The next day back in Lahaina, the news was all over the local paper. Donna Hazlitt, longtime resident of Hana, had apparently been the victim of a robbery-murder. But subsequent editions of the paper backed down: there were no signs of breaking and entering, and nothing of value had been taken, though Hazlitt, the widow of a coin and stamp collector, had many obvious things to steal.
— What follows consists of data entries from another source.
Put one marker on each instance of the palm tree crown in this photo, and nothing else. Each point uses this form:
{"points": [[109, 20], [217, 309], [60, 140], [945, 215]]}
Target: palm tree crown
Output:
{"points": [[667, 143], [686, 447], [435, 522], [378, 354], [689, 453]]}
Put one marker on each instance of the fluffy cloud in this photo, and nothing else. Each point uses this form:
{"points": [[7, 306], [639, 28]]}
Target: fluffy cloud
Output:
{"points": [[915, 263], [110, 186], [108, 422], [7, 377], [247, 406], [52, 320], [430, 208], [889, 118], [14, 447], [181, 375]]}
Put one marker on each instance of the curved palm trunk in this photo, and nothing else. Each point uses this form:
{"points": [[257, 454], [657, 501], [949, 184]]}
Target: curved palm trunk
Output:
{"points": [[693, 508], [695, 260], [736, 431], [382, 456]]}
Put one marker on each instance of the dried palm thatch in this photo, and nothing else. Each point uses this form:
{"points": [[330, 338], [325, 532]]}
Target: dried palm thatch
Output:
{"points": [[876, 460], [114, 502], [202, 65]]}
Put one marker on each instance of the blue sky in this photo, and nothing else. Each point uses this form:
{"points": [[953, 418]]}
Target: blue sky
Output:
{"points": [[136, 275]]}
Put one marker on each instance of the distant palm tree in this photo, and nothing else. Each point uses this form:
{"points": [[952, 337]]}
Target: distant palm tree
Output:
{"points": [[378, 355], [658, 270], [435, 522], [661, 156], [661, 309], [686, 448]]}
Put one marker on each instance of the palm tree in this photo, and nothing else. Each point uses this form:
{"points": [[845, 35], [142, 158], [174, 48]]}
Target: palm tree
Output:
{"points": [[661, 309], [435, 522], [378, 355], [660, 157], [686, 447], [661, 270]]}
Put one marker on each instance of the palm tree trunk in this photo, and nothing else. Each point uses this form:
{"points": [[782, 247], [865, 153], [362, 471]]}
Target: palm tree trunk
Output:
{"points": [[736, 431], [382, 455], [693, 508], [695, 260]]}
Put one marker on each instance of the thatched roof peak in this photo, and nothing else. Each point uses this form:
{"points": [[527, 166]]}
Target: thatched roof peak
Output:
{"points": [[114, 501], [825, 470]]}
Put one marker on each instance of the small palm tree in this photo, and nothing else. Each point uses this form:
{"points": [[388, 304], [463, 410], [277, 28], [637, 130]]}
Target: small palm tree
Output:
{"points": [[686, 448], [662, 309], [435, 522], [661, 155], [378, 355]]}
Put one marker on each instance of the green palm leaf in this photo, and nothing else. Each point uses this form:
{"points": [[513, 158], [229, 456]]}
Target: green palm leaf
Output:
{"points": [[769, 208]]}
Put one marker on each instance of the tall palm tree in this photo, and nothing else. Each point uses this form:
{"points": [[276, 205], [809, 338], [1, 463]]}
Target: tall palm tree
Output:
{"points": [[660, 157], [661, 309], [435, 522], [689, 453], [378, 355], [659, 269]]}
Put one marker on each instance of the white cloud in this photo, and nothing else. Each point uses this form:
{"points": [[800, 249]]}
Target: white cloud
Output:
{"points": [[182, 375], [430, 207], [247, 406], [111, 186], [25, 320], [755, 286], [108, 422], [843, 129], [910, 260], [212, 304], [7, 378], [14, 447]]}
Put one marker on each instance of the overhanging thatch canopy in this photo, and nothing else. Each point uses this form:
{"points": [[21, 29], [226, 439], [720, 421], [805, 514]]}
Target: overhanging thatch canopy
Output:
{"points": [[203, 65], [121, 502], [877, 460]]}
It also appeared that what seemed to be murder may have really been a case of accidental poisoning. Apparently Mrs. Hazlitt had recently been treated at the local clinic for uveitis, an inflammation of the iris, for which she’d been prescribed atropine. The atropine came in a small dark brown bottle with a glass dropper, and was similar to a second brown bottle found next to it on the kitchen counter. This second bottle held Echinacea in a tincture of alcohol, and was a herbal remedy for strengthening the immune system. It was usually taken orally, in a glass of water. Authorities speculated—and then, and after tests, concluded—that Mrs. Hazlitt had mistaken the two bottles. Instead of putting in drops of Echinacea before she went to bed that night, she’d poured atropine in instead. Taken internally, atropine is a poison which attacks the nervous system and causes flushed skin and a terrible thirstiness. If untreated, the symptoms increase to a state of delirium, in which the victim makes spasmodic movements and then falls into unconsciousness and death. The amount of atropine in the glass shouldn’t have been enough to kill her, but Mrs. Hazilitt was almost eighty and had a heart condition. She’d certainly shown all the signs of poisoning, including evidence of the spasmodic movements in the disorder in her room.
Donna Hazlitt was known to be a solitary, rather mousy, and inoffensive woman who had inherited her house and money from her husband. They had no children and she had no enemies. The coroner gave a verdict of accidental death by alkaloid poisoning.